I quote the following from the U. S. Department of Agriculture's Bulletin No. 22: -
"Ladd, while connected with the New York State Station, reported analyses of cooked and uncooked clover hay and corn-meal and determination of digestibility of the same. These showed that the percentage of albuminoids and fat and the relative digestibility of the-albuminoids were more or less diminished by cooking. The experiments made by our experiment stations in preparing food have been mostly with pigs. At least thirteen separate series of experiments in different parts of this country have been reported on the value of cooking or steaming food for pigs. In these cooked or steamed barley, meal,corn-meal and shorts; whole corn; potatoes, and a mixture of peas, barley, and rye have been compared with the same food uncooked (usually dry). In ten of these trials there has not only been no gain from cooking, but there has been a positive loss, i. e., the amount of food required to produce a pound of gain was larger when the food was cooked than when it was fed raw, and in some cases the difference has been considerable."
Prof. Byron Tyler has some interesting theories about raw food which I quote herewith: -
"All disease is the result of disobedience of Nature's laws. It is a crime againt Nature to eat the food she provides in any other condition than that in which she provides them. Nature doer not err.
"No one can improve upon Nature, yet that's what man attempts to do when he subjects his food to the heat of fire, destroying its vitality and changing its chemical constituents. The product of mother earth, given us for sustenance, are uncooked save by the heat of the sun - the source of all energy.
"The sun is productive of life. Fire is destructive of life.
"Cooking destroys the life cells in food - the cells which make and sustain life in man. Cook a seed thoroughly and see whether it will sprout when planted. Or graft a dead cutting to a live limb and see whether it will grow or whether it will help the growth of the live branch. All live vegetation is capable of either reproducing its own kind or of furnishing life or vitality to other organized living things; take away its life and it can do neither. Life cannot come from death.

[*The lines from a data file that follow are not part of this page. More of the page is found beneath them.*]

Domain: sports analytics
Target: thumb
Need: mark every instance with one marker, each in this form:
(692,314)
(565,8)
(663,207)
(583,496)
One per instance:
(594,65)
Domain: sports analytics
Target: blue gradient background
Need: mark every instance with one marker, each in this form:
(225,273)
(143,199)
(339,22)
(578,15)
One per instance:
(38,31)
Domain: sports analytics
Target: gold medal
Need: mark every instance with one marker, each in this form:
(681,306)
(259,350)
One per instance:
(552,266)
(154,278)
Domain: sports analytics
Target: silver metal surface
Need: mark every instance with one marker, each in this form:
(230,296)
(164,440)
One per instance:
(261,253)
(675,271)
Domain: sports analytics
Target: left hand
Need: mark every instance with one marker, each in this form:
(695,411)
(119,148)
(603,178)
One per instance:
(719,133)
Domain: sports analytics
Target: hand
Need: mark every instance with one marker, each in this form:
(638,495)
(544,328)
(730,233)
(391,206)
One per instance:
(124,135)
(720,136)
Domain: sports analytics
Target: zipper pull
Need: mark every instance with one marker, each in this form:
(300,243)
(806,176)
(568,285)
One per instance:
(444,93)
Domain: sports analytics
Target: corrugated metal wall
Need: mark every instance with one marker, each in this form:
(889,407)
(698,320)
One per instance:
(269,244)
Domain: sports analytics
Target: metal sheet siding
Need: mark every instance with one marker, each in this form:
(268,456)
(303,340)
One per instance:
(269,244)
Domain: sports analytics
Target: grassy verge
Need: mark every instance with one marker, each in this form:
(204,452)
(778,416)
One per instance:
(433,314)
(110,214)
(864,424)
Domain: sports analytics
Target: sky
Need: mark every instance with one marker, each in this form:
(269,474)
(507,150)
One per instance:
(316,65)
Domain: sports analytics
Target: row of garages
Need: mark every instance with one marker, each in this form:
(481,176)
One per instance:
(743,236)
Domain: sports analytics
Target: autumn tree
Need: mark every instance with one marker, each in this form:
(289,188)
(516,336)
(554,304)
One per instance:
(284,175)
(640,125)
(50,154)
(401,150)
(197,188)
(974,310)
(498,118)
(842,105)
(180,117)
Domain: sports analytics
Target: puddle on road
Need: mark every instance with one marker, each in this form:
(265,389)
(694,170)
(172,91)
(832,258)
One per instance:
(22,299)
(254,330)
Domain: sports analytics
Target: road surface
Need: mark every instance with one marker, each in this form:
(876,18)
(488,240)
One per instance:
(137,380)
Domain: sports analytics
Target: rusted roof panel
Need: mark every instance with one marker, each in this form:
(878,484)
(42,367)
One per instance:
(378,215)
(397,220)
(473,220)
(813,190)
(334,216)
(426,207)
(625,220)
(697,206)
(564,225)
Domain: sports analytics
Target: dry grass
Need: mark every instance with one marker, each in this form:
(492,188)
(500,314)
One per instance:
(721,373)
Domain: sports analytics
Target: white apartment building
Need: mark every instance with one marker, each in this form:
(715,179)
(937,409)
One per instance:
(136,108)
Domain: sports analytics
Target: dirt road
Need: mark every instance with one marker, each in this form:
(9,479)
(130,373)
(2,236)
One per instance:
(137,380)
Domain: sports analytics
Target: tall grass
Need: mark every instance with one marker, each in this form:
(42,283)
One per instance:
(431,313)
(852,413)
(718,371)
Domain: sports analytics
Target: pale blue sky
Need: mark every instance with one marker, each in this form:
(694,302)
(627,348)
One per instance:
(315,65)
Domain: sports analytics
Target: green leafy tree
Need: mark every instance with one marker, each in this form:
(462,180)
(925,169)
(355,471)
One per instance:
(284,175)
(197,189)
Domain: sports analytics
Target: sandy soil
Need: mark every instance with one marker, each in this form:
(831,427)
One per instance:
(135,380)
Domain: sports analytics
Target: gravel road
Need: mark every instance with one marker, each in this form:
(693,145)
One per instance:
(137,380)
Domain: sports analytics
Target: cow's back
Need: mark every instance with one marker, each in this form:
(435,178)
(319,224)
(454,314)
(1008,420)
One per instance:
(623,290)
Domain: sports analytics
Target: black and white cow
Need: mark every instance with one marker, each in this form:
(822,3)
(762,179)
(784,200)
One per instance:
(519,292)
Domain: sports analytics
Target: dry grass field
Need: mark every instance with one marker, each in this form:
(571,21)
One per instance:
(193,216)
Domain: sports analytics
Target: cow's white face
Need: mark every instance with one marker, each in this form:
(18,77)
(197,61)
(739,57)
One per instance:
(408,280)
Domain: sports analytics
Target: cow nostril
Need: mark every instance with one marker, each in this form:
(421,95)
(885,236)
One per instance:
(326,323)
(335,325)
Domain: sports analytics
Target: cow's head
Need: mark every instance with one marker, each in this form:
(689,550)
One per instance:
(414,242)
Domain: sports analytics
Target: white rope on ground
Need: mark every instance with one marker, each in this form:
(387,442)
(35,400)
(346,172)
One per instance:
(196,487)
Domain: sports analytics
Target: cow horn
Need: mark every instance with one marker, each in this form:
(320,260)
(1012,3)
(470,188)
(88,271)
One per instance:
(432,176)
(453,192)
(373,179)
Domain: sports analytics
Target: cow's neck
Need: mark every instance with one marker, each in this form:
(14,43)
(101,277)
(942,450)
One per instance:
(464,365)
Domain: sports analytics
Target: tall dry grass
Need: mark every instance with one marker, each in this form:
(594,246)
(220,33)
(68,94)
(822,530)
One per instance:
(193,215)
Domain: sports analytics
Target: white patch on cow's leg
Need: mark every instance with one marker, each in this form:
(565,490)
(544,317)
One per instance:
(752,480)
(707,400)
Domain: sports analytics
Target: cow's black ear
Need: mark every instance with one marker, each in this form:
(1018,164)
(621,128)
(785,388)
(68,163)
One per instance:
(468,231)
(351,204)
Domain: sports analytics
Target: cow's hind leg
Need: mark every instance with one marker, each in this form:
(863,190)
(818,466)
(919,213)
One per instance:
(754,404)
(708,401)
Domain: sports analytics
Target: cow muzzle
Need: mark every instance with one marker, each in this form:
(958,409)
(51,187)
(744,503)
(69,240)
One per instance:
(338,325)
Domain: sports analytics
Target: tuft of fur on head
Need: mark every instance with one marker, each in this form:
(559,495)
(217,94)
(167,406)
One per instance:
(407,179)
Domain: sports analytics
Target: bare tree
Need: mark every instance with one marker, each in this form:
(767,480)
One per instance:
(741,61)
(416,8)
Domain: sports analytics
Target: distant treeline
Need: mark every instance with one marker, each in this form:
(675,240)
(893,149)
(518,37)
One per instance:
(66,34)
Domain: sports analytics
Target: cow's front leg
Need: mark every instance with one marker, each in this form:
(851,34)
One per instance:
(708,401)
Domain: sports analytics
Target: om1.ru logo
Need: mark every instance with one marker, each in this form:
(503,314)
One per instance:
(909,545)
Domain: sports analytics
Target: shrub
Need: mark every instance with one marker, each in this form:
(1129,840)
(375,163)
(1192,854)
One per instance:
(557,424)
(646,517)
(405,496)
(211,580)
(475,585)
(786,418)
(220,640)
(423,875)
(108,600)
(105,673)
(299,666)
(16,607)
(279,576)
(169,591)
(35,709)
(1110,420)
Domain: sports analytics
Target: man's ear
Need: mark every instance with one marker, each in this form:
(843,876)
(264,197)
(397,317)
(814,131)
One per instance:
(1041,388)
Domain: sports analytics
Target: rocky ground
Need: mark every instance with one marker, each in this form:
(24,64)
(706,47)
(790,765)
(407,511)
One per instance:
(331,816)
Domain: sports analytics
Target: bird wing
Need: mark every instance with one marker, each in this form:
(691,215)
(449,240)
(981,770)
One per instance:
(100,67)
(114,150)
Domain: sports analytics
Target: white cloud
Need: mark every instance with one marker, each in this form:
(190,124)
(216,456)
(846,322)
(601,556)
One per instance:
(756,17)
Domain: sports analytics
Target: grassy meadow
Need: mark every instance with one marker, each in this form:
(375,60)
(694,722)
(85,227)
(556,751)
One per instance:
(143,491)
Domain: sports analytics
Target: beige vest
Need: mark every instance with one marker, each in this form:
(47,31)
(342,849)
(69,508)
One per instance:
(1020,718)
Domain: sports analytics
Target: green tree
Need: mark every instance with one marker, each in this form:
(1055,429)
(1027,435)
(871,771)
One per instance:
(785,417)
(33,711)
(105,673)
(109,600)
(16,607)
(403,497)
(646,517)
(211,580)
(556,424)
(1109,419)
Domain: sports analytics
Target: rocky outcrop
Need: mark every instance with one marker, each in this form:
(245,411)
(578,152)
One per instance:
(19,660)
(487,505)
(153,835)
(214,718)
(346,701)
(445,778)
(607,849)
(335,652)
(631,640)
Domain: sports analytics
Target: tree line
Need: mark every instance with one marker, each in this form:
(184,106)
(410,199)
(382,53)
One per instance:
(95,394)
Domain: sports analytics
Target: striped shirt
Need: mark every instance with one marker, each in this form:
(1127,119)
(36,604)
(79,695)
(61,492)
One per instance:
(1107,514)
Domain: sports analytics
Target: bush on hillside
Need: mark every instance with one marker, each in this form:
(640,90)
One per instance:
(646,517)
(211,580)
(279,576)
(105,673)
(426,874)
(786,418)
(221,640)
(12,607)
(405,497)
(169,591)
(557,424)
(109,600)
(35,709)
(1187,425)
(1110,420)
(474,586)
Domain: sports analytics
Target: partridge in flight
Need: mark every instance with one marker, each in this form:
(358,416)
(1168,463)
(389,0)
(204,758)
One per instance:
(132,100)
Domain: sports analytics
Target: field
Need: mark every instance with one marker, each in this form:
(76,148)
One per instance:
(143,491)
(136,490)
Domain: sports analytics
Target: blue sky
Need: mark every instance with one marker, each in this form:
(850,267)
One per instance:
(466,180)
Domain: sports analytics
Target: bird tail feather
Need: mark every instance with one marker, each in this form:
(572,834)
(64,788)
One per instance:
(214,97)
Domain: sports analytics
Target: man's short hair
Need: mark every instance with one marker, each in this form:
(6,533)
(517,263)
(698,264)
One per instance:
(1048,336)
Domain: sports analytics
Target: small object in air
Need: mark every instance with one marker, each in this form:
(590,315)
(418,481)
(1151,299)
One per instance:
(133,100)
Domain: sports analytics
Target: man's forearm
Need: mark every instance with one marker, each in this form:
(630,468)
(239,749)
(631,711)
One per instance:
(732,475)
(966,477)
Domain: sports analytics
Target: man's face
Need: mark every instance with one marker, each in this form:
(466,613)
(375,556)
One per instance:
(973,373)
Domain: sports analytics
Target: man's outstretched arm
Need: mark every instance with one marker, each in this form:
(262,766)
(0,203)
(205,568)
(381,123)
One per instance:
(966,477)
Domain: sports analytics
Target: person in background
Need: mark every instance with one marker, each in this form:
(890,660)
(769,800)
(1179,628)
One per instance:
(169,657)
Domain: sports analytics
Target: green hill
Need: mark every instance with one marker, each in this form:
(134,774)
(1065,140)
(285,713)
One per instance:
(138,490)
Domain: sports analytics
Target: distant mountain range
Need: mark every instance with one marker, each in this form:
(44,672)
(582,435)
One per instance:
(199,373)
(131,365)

"The man who eats cooked food subsists upon the few cells which escape destruction by fire. He is obliged, therefore, to take large quantities of food to secure the required amount of nourishment. He is surfeited with material which his system cannot appropriate - dead matter which must be gotten rid of. The system cannot expel this waste material fast enough, and much of it ferments or decays in the stomach or intestines, furnishing food for the germs and bacilli which daily enter the system.
"The raw-food diet prolongs life. Uric acid is now recognized as one of the chief causes of old age. This poison is present to a greater or less extent in all persons who eat devitalized food, and the accumulation increases with the age of such persons. Another cause of sensibility is the presence of an oversupply of earthy salts or mineral matter in the blood and bones, this is also being produced by the eating of emasculated or lifeless food. These foreign substances ossify the bones and obstruct the blood-vessels, interfering with the exercise of vital functions and diminishing the vitality more and more.
"By natural dieting these calcareous deposits, uric acid and other poisons, are absorbed or dissolved and eliminated, and their further accumulation prevented. Thus juvenility is retained and 'old age' warded off."